Fig. 1 XRD patterns of ZnO–P0, ZnO–P0.5 and ZnO–P1 NR photoanodes.

Fig. 2a–c indicate the cross-sectional SEM images of the as-prepared ZnO and ZnO NRs with modified morphologies. One can see that ZnO NRs vertically grow on the ITO substrate. As expected from the selective absorption mechanism of PEI, the ZnO nanostructures become thinner and longer with increasing PEI amounts. The measured length of ZnO–P0, ZnO–P0.5 and ZnO–P1 from their cross-sectional area is ∼1144, 1744 and 2155 nm, respectively. The top-view SEM images of the samples shown in Fig. 2d–f also confirm the influence of the PEI amount variation on the ZnO NR growth. In all the cases, the populously untangled NRs with hexagonal shapes form very uniform ZnO arrays. As shown in Fig. 2g–i, the diameter distributions of the ZnO NRs were obtained from the insets of the top-view images (Fig. 2d–f) using Image J software with several plugins. The average particle diameter of ZnO–P0, ZnO–P0.5 and ZnO–P1 was found to be 114 ± 25, 84 ± 18, and 45 ± 8 nm each for few hundreds of NRs, translating to a number density of the NRs of 22.0, 27.1 and 43.6 counts per μm,² respectively. The density exhibits a decreasing trend with an increasing average diameter of NRs. Fig. 3 represents the TEM image of several NRs extracted from the large area arrays of ZnO–P1. The surface morphological analysis shows that each nanorod has clearly visible structural boundaries without any porosity. Addition of 1 mL of PEI to the hydrothermal reaction has decreased the nanorod dimensions along the lateral growth direction and resulted in a spired appearance with a diameter of ∼50 nm. It is shown that TEM observations agree very well with the SEM results.

Fig. 2 SEM images of ZnO NRs: (a)–(c) cross-sectional, (d)–(f) top-view with insets of diameter distribution, and (g)–(i) diameter distributions.
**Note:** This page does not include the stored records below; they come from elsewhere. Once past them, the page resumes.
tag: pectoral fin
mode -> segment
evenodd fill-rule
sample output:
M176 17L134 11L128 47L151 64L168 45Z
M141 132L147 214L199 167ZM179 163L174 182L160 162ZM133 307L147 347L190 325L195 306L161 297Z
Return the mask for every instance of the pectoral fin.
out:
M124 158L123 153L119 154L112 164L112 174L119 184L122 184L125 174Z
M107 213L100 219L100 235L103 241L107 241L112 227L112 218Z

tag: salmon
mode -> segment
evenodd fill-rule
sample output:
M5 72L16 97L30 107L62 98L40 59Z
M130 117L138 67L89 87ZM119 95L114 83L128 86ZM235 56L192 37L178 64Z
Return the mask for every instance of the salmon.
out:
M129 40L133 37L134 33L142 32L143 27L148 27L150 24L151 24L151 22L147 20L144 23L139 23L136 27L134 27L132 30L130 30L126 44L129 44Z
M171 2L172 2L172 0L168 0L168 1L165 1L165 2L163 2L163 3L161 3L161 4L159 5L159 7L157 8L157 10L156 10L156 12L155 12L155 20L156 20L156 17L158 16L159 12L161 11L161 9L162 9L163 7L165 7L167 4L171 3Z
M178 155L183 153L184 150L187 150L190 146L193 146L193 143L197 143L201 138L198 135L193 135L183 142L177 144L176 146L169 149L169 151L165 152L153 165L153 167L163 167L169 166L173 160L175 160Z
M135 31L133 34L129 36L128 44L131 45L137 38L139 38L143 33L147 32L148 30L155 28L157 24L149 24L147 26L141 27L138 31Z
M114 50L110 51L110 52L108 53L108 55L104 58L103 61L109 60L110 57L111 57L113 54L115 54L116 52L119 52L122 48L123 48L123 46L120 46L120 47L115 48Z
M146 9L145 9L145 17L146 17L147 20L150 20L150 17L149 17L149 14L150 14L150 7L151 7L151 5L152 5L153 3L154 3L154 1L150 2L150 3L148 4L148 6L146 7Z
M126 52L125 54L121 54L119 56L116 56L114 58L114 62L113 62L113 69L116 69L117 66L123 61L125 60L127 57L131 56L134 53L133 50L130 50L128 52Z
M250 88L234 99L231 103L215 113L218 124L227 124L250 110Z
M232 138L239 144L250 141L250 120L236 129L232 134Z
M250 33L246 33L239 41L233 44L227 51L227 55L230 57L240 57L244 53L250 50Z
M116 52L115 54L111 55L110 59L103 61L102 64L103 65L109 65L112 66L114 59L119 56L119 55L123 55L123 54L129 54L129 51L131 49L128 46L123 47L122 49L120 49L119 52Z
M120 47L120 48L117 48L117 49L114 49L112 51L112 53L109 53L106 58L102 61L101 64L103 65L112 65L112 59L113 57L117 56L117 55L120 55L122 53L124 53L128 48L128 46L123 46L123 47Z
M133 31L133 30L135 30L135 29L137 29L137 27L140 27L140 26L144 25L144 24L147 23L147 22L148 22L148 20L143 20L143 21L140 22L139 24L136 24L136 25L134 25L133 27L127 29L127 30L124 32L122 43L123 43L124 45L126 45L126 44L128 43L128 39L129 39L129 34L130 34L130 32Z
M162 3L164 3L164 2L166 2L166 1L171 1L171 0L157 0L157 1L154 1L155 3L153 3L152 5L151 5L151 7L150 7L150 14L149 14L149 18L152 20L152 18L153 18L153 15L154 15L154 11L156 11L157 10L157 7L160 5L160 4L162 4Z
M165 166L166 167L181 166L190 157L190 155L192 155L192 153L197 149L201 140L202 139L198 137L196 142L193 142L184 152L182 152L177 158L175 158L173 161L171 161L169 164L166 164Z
Fig. 3 TEM image of ZnO–P1.

The variation of the aspect ratio (length over diameter) of the NR samples is given in Fig. 4a. As the PEI concentration increased, ZnO NRs became smaller in diameter and longer in length. For example, introducing a small amount of PEI (0.5 mL) into the reaction mixture led to an almost two times higher aspect ratio. Interestingly, doubling the PEI amount in the reaction yielded a five times greater aspect ratio. Similar results were reported in a study where the aspect ratio of the ZnO NRs increased from 7.9 to 64.4 in the preheated growth solution containing PEI.¹⁹ In a previous study, the length of ultra-long ZnO arrays fabricated by hydrothermal growth with PEI reached 20–40 μm.²⁰

Fig. 4 (a) Aspect ratio of the NRs and (b) sketch of the growth mechanism of ZnO NRs via PEI.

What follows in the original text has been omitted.